Spiritual Bouquet:
August 2
Saint Stephen was by birth a Roman. After being promoted to Holy Orders, he was made Archdeacon of Rome under the holy Popes Saint Cornelius and Saint Lucius. When these had both suffered martyrdom, Saint Stephen was elected Head of the Church in the year 254.
Controversy concerning the rebaptizing of heretics gave Saint Stephen much trouble. The heretics themselves were rebaptizing Catholics who left the orthodox faith to join them; certain oriental bishops decided then to rebaptize those who returned to it from their errors, and some African bishops joined them in this practice. It is the teaching of the Catholic Church, however, that baptism given with natural water and in the name of the Three Persons of the Blessed Trinity is valid, even if conferred by those in error. Saint Stephen suffered patiently when accused of favoring heresy by ratifying such baptisms; he did not doubt that the great men in whom a mistaken zeal seemed to obscure the truth would, when the heat of the dispute had subsided, calmly open their eyes to the truth. Thus by his zeal he preserved the integrity of the Faith, and by his toleration and forbearance saved many souls.

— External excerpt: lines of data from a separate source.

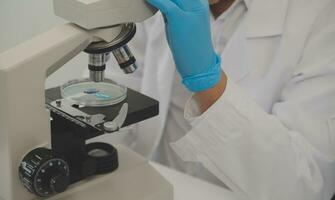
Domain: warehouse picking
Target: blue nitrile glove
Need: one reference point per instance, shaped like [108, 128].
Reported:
[189, 37]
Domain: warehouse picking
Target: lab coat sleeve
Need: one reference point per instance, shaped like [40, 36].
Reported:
[285, 154]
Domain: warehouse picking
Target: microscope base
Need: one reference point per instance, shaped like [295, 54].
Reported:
[134, 179]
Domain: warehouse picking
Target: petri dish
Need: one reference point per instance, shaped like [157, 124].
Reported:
[87, 93]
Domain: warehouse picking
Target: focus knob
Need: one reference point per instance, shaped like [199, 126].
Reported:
[42, 174]
[59, 183]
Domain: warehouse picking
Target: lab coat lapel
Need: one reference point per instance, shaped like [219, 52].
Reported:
[159, 73]
[265, 18]
[157, 83]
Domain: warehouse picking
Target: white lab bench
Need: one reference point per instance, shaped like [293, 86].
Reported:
[189, 188]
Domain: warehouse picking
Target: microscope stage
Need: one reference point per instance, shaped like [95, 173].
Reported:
[140, 108]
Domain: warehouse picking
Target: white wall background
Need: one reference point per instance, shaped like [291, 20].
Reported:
[21, 20]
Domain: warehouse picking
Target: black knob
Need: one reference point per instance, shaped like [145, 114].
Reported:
[42, 174]
[59, 183]
[104, 155]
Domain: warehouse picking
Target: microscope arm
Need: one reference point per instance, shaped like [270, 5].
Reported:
[23, 71]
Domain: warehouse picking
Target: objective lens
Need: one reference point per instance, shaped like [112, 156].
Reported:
[125, 59]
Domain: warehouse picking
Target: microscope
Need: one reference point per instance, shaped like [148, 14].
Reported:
[45, 151]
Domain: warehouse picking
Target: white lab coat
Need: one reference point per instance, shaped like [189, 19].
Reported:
[272, 134]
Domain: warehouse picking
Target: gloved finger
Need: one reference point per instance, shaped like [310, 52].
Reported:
[190, 5]
[165, 6]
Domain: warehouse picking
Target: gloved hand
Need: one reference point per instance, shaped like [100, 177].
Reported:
[189, 37]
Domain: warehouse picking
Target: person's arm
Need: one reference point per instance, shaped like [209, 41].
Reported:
[288, 154]
[205, 99]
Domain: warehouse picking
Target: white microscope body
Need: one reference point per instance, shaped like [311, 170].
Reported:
[25, 121]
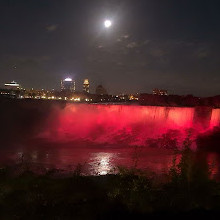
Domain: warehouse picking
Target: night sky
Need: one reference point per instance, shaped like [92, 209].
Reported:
[167, 44]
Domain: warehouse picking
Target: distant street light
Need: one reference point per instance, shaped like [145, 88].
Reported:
[108, 23]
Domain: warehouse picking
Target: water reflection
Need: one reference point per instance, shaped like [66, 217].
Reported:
[102, 163]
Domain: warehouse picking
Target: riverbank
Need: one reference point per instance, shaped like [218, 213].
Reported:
[186, 190]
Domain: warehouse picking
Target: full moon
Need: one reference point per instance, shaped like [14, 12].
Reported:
[107, 23]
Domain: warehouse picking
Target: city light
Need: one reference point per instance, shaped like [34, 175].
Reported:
[108, 23]
[68, 80]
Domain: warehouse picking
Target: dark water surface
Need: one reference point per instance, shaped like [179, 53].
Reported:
[102, 137]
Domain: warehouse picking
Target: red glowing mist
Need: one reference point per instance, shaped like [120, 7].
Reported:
[132, 125]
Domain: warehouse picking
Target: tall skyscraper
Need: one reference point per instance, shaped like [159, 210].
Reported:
[68, 84]
[86, 86]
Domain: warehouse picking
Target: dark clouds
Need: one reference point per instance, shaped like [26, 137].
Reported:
[152, 43]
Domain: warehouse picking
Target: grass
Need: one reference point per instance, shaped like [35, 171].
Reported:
[131, 193]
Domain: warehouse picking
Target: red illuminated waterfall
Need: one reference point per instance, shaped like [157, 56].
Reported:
[132, 125]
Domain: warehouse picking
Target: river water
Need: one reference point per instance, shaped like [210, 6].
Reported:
[102, 137]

When the persecutions grew violent, he assembled the faithful in the underground tombs of the martyrs, going from one catacomb to another to baptize neophytes, celebrate Mass and exhort them to remain true to Christ. After twelve members of his clergy were martyred, he himself was arrested; but he was set free when a violent storm so frightened the soldiers and executioners sent to put him to death, that they fled. Nonetheless, he was followed to a catacomb by the emperor's satellites, and on August 2, 257, while seated in his pontifical chair, he was beheaded. The chair, stained with his blood, was placed with his relics in the Church which he had built and is still shown in the same church, today Saint Sylvester in capite.
Les Petits Bollandistes: Vies des Saints, by Msgr. Paul Guérin (Bloud et Barral: Paris, 1882), Vol. 9; Little Pictorial Lives of the Saints, a compilation based on Butler's Lives of the Saints and other sources by John Gilmary Shea (Benziger Brothers: New York, 1894).